Found right at the base of the Llanberis Pass – the route that takes hikers from the town of Llanberis all the way to the top of Mount Snowdon – this Grade I listed building was built towards the beginning of the 13th century and still commands an imposing presence to this day.

If you were to ask a hundred people what the first thing that came to mind when thinking of North Wales was, we’re pretty sure a decent majority of those people would say “castles”. There are five major castles in North Wales alone, not to mention a number of smaller ones, as well as some more which are more ruinous. The sheer choice alone makes North Wales (a relatively small area) a fantastic destination for any budding archaeologist or history buff. One of the lesser-known major castles is Dolbadarn Castle.

It was constructed under the orders of Llywelyn Fawr (“the Great”), the Welsh prince, and stood as a symbol of the military might of Wales at the time. Unfortunately, when King Edward I was in the midst of his Welsh Conquest, Dolbadarn lost a lot of its relevance as a military stronghold.

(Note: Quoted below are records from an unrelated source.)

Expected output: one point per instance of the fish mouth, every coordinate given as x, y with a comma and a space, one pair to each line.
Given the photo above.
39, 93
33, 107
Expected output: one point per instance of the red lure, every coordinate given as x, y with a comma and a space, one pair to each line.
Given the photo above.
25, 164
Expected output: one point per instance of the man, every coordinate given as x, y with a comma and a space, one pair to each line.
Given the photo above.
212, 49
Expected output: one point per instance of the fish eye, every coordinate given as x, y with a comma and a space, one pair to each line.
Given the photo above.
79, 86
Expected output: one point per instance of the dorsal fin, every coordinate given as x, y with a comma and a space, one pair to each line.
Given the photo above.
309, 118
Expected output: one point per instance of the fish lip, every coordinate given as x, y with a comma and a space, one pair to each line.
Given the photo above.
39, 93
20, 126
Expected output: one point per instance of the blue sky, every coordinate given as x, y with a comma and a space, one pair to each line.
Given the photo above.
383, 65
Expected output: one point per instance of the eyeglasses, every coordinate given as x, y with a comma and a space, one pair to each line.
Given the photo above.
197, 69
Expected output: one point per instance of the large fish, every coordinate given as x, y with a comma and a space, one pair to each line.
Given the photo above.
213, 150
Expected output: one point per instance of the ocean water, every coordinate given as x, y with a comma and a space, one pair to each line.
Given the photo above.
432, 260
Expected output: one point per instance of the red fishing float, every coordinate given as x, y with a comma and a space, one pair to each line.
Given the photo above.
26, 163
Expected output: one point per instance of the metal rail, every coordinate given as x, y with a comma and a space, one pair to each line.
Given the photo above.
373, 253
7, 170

He decided to remove some of the timbers from this castle, and to put them to use in the construction of a new one – the decidedly impressive Caernarfon Castle.

After this, the castle was used as a manor house. Sadly for us, by the start of the 18th century, it had fallen into ruin and was thus uninhabited. However, this gave it a new lease of life in a sense – it became a very popular subject among painters of both the Picturesque and the Sublime schools. Famous examples of artists who painted Dolbadarn Castle include Richard Wilson and J. M. W. Turner.

Since 1941, the castle has been under the care of Cadw, the Welsh historic environment service, meaning it is operated as a tourist destination and kept in fantastic condition. The Great Tower is the main attraction here, as it is the most complete section of castle that remains. The late historian, Richard Avent, said about the Great Tower: it is “the finest surviving example of a Welsh round tower”.

The rest of the castle is, unfortunately, in ruins. However, it is still worth a visit, especially when the surrounding landscape is taken into consideration. The Great Tower remains magnificent, standing sentinel-like over the Llanberis Path and the forests and lakes of Snowdonia National Park. It adds to the rugged beauty of its mountainous home.

For a taste of a truly Welsh castle, rather than one constructed during the English invasion, Dolbadarn is the one to visit. Combine your trip with a walk up Snowdon to experience the natural beauty of North Wales alongside the man-made. Click here to find out about our accommodation in the area and discover it for yourself. Make sure to visit the lovely town of Llanberis while you’re there, and take a trip around the lake on the railway – it’s beautiful.


Situated just outside the town of Llanberis next to Llyn Peris with a pay and display car park near by.

It's around 300m from the car park to the castle, the path is quite steep and uneven.